Satu hal lagi yang membuat saya menolak ajakan makan di luar rumah, yakni soal filosofi selera yang tidak dipahamkan para pengelola tempat makan. Mereka yang berusaha atau berbisnis dan senang disebut bisnis kuliner yang ada di kota ini, pada dasarnya bukan pengusaha dalam pengertian sebagai enterpreneur, melainkan para penganut budaya mengekor yang tak menyadari bahwa pilihannya sebagai sebuah kekeliruan fatal bagi para pengusaha.
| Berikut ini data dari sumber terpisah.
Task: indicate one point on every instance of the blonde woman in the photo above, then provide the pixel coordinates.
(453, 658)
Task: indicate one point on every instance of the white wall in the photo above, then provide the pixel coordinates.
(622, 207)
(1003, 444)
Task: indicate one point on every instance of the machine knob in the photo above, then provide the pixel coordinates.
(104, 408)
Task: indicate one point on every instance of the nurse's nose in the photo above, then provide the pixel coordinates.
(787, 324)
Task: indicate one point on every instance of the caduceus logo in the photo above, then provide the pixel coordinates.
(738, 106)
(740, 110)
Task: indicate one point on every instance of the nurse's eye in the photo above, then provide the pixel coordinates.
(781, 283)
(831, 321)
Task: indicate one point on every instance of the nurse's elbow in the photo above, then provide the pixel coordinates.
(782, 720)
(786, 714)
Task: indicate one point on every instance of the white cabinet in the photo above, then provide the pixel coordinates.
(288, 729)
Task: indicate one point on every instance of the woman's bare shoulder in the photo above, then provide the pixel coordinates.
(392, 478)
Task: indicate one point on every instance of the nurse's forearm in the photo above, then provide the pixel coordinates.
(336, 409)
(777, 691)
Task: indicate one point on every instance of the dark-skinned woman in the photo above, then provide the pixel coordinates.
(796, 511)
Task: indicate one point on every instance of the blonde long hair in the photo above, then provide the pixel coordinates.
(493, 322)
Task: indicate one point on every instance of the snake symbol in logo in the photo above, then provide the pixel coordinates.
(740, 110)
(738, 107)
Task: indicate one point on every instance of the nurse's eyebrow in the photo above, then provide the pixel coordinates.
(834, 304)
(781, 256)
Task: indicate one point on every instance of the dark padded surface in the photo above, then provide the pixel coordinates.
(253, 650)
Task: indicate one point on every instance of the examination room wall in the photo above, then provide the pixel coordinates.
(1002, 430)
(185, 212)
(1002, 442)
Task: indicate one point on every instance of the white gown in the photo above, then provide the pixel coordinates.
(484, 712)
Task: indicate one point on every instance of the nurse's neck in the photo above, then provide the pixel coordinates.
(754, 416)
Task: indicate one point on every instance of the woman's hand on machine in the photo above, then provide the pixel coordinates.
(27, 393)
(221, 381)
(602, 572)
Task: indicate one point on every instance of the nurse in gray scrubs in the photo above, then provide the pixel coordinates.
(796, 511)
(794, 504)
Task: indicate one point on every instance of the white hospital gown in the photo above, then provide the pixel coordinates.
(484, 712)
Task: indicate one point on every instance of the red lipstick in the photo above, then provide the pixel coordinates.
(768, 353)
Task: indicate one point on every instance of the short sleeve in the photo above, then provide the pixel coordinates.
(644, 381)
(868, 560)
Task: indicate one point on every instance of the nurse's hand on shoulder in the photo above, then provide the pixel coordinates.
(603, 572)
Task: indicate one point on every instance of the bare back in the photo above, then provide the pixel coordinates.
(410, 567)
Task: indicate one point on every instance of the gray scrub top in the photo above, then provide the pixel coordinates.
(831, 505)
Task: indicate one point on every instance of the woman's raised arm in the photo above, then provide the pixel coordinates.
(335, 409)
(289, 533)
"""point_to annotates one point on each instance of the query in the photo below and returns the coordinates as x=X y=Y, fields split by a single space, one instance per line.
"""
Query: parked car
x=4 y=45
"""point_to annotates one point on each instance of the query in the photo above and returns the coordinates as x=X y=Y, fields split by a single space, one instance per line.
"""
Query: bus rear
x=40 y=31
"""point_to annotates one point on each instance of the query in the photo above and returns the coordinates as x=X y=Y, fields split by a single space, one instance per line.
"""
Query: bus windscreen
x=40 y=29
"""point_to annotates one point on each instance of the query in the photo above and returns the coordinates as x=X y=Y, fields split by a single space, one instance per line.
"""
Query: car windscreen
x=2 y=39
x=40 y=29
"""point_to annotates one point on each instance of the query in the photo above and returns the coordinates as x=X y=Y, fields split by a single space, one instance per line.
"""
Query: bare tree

Para konsultan bisnis selalu berpesan agar pengusaha jadi pionir, karena hanya seorang pionir yang akan sukses. Para pengekor, sudah bisa dipastikan, hanya akan berakhir sebagai pemandu sorak yang gagal menikmati suara sorakannya karena nadanya berubah jadi suara tangis. Di sana ada penyesalan, semacam keluh-kesah atau gerutuan: “Kenapa saya harus jadi pengekor.”
Kenyataan memang seperti itu, banyak pelaku usaha di kota ini yang sesungguhnya para pengekor. Ketika orang lain sukses menjual martabak, mereka menjual martabak. Ketika si penjual martabal yang dicontoh menjual martabak sambil memutar lagu dan bernyanyi, para pengekor akan ikut-ikutan menjual martabak sambil memutarkan lagu. Ketika penjual martabak membuat martabak warna pelangi, para pengekor akan melakukan hal yang sama. Akibatnya, segala produk kuliner yang ada di kota ini selalu seragam. Jika satu orang jual bakso setan, maka akan muncul pedagang bakso setan yang lain. Begitu terus-menerus, dan konsumen tidak punya pilihan alternatif.
Memang, selera penting bagi manusia. Selera seseorang membedakan mereka dengan orang lain. Tapi, tahukah Anda, selera itu hasil konstruksi. Kata Bourdieu, tingkat pendidikan dan pengasuhan seseorang akan memberikan pengaruh yang signifikan dalam menentukan selera orang tersebut. Bila selera itu soal kuliner, maka selera seseorang ditentukan oleh pengetahuannya tentang kuliner. Jika pengetahuan dia dapat dari media, dari acara kuliner yang sering disajikan televisi atau iklan-iklan adsense yang dimunculkan vendor telekomunikasi lewat gawai, di dalam kepalanya akan terbangun persepsi bahwa kuliner yang disaksikankan itu sangat nikmat. Seleranya kulinernya pun terbangun, lalu orang itu akan berusaha untuk menikmati kuliner yang dia persepsikan pasti enak.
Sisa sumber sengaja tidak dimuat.